Modern underwriting gets better banking support
Today's lenders have moved beyond basic credit checks. They assess borrowers using a rich mix of data and modern underwriting tools. This includes leveraging
- open banking data to see actual cash flow and financial health.
- marketing analytics software to predict business growth and customer acquisition.
- credit scoring that considers multiple risk factors from companies like Lending Metrics and Ezbob.
- credit policy monitoring software like Taktile.
- real-time transaction monitoring for ongoing performance assessment.
- embedded lending platforms like Liberis to manage operations.
These tools have transformed lending from days-long manual processes into quick, automated ones. But there's been a crucial missing piece: the right banking infrastructure.
At its core, lending relies on collecting repayments—something that can only happen through bank accounts. Traditional banks weren't built for this new world of automated lending. Their legacy systems and manual processes create bottlenecks that slow everything down.
This is where API-first banking makes the difference. When your bank's infrastructure is built for automation, it works seamlessly with modern lending tools. The result is faster, more efficient lending operations that scale as your business grows without the need to grow your back office.
API-first banking also creates an opportunity for the automated flow of this data between various tools, eliminating the manual work and errors that come with moving data between separate systems.

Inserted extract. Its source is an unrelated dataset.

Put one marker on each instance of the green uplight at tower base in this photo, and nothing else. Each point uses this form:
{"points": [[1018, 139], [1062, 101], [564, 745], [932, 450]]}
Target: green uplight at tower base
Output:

Better lending means better business
All this technology serves one purpose: helping businesses get the funding they need, when they need it. Modern lending powered by digital banks creates real benefits for borrowers:
- Quick decisions: loan decisions in minutes, not weeks
- Custom solutions: funding that matches your business model and cash flow
- Less hassle: reduced paperwork and no need for manual processes
- Faster funding: money in your account quickly, when you need it
- Better terms: credit terms based on your actual business performance
When lenders have better banking, businesses get better funding. The future of lending isn't just about making things more efficient for lenders—it's about making funding more accessible and useful for the businesses that need it.